Closely spaced seismic and bathymetric surveys in the southern province of the Gulf of California reveal a tectonically active and structurally complex plate boundary. While heat-flow measurements, seismicity, large sediment accumulations on continental margins, and the presence of oceanic crust in deep basins strongly suggest divergent plate motion, magnetic anomaly patterns are conspicuously absent in the Gulf as a whole. The rate of sediment accumulation (range: 6-1,000 m/m.y.), however, provides an alternative for the differentiation of two types of fault traces and suggests a process by which recently formed plate boundary zones evolve.

Active faults manifest themselves as steep, elongate scarps delineating the active plate boundary zone. These fault traces appear to converge and diverge, for example in the Pescadero Basin complex, in a manner similar to the Southern California borderland.
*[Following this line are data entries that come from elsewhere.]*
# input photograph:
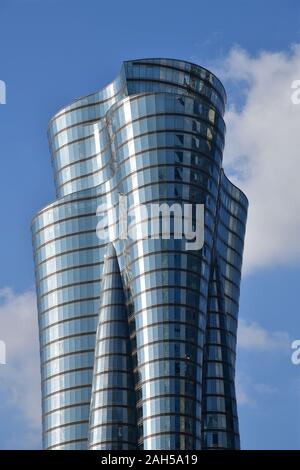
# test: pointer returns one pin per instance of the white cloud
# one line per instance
(252, 336)
(20, 377)
(249, 392)
(262, 151)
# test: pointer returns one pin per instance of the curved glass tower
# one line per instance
(138, 336)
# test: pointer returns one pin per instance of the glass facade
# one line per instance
(138, 337)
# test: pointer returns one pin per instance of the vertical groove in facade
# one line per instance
(113, 405)
(156, 135)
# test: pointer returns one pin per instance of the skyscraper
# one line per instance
(138, 336)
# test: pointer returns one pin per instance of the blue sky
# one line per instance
(52, 51)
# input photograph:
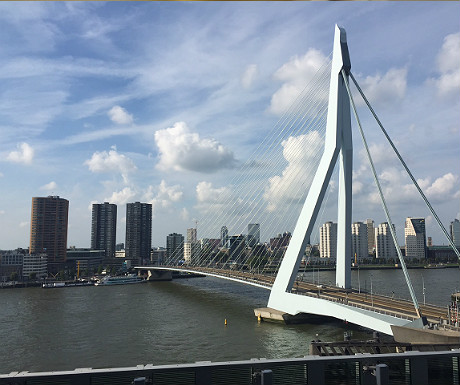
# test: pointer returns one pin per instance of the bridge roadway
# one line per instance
(378, 303)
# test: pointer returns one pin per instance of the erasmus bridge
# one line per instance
(288, 185)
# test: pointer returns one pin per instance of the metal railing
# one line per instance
(397, 368)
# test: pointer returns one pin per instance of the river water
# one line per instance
(173, 322)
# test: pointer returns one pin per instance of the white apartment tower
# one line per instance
(359, 244)
(455, 232)
(414, 234)
(384, 245)
(328, 240)
(370, 236)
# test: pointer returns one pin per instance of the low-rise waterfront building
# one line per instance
(88, 259)
(11, 263)
(35, 265)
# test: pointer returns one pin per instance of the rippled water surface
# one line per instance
(171, 322)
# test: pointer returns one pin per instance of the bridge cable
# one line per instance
(382, 198)
(290, 124)
(406, 168)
The floors of the intervening basins are flat and relatively sediment free. Relict faults, also elongate fracture zones, are distinguished from active traces in that they are completely filled with hemipelagic muds. The relict faults are located along both sides of the active plate boundary zone and subparallel to it.

These features infer that plate motion is relatively rapid, thus explaining the paucity of sediment accumulation in actively spreading basins in spite of high sedimentation rates. Substantial plate boundary readjustment in short time periods is suggested by the periodic abandoment and subsequent infilling and attachment of formerly active transform faults to the more stable margins of the plates involved. The Gulf of California, therefore, represents a working model of the evolution of a plate boundary and its sedimentological consequences in the early tectonic developmental stage of a passive margin ocean basin such as the Atlantic.